Explainable Audio Classification of Playing Techniques with Layer-wise Relevance Propagation

Communications dans un congrès

Auteurs : Changhong Wang, Vincent Lostanlen, Mathieu Lagrange.

Conférence : 2023 IEEE International Conference on Acoustics, Speech, and Signal Processing (ICASSP)

Date de publication : 2023

Layer-wise relevance propagationScattering transformPlaying technique recognitionMusic signal analysis

Lien vers le dépot HAL

Abstract

Deep convolutional networks (convnets) in the time-frequency domain can learn an accurate and fine-grained categorization of sounds.

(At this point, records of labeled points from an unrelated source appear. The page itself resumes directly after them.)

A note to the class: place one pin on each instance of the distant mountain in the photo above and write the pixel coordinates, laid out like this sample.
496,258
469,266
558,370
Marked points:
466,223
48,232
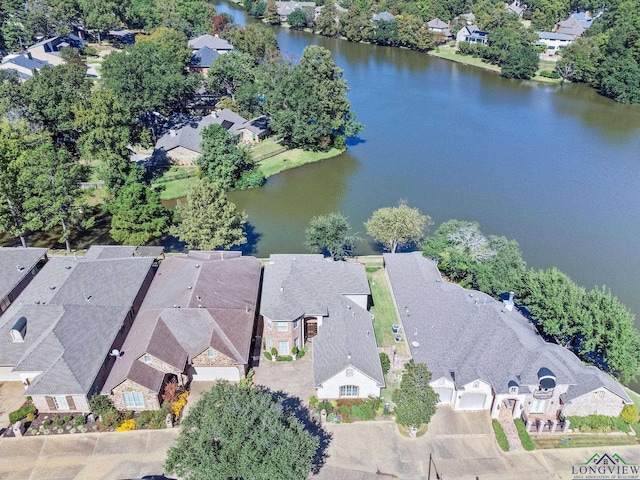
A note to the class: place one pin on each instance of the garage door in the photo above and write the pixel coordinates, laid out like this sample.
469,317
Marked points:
210,374
472,401
445,395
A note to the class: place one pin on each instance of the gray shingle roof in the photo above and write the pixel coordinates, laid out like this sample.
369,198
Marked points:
203,58
294,285
470,334
186,130
346,339
211,41
15,265
74,310
196,301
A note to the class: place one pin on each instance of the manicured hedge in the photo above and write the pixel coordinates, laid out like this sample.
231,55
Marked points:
22,413
500,435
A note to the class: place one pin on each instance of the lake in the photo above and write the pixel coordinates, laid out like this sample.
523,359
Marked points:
556,168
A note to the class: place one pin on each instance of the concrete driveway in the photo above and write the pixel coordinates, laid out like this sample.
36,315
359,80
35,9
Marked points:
293,378
11,399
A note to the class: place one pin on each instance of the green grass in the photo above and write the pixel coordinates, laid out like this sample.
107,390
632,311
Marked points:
582,440
293,158
525,438
176,182
500,435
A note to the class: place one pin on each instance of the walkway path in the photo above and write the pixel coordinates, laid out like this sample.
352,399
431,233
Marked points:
508,425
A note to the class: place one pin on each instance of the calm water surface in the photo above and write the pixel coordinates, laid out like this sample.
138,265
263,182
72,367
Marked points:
556,168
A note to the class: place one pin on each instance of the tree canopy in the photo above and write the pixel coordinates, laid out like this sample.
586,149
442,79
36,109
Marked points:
330,234
208,220
415,399
238,431
399,226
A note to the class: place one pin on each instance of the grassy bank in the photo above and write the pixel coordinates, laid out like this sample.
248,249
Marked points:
451,54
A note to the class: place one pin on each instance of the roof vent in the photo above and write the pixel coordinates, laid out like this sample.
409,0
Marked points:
19,330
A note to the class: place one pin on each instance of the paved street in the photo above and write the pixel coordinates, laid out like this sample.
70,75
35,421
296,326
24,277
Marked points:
462,446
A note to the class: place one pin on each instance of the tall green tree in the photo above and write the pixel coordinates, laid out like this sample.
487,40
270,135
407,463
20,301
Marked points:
399,226
137,215
330,234
51,94
50,179
208,220
223,161
238,431
415,399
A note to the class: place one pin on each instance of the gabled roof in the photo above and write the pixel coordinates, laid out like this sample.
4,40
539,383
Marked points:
297,284
74,309
203,58
15,265
385,16
346,339
186,130
465,335
211,41
196,301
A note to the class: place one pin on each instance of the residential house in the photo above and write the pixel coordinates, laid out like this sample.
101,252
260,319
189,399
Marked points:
214,42
575,25
48,50
18,267
484,355
180,140
384,16
61,335
553,42
515,7
306,298
471,34
24,66
196,323
287,8
438,26
201,60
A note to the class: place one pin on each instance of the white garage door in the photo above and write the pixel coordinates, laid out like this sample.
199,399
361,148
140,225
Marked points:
7,376
472,401
210,374
445,395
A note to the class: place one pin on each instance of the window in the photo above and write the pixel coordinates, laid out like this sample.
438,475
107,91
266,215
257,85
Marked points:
60,402
133,399
348,391
283,348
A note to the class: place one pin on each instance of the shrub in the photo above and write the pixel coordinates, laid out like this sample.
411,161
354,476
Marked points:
100,404
22,413
525,438
127,425
179,404
171,392
385,363
629,414
110,418
500,435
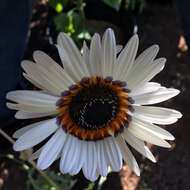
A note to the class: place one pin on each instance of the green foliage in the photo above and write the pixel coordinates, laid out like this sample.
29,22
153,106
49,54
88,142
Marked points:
72,20
65,182
115,4
58,5
68,22
128,4
132,4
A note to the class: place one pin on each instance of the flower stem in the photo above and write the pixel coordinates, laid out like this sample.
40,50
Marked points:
43,174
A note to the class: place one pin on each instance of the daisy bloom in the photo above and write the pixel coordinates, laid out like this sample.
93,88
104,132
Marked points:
94,106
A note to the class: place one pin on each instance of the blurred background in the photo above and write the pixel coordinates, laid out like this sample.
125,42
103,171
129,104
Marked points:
161,22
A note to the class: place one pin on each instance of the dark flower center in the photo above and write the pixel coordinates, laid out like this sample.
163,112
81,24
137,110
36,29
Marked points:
94,107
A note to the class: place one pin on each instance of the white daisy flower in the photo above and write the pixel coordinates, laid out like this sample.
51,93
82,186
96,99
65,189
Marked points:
98,105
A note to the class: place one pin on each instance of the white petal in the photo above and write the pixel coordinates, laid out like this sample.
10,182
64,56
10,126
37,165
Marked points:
113,153
21,131
109,53
73,55
35,108
90,165
158,96
127,155
34,82
36,154
118,48
153,129
35,135
29,115
126,58
80,156
144,73
147,136
146,88
156,115
138,144
70,156
31,97
51,149
95,56
101,156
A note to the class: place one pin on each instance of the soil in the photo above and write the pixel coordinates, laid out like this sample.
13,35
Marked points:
158,24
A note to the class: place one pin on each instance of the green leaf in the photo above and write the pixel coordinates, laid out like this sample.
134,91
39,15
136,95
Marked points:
115,4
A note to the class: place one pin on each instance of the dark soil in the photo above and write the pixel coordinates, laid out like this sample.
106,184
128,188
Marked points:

For example, in the context of music signal analysis, this categorization may correspond to a taxonomy of playing techniques: vibrato, tremolo, trill, and so forth. However, convnets lack an explicit connection with the neurophysiological underpinnings of musical timbre perception. In this article, we propose a data-driven approach to explain audio classification in terms of physical attributes in sound production. We borrow from current literature in "explainable AI" (XAI) to study the predictions of a convnet which achieves an almost perfect score on a challenging task: i.e., the classification of five comparable real-world playing techniques from 30 instruments spanning seven octaves. Mapping the signal into the carrier-modulation domain using scattering transform, we decompose the networks' predictions over this domain with layer-wise relevance propagation. We find that regions highly-relevant to the predictions localized around the physical attributes with which the playing techniques are performed.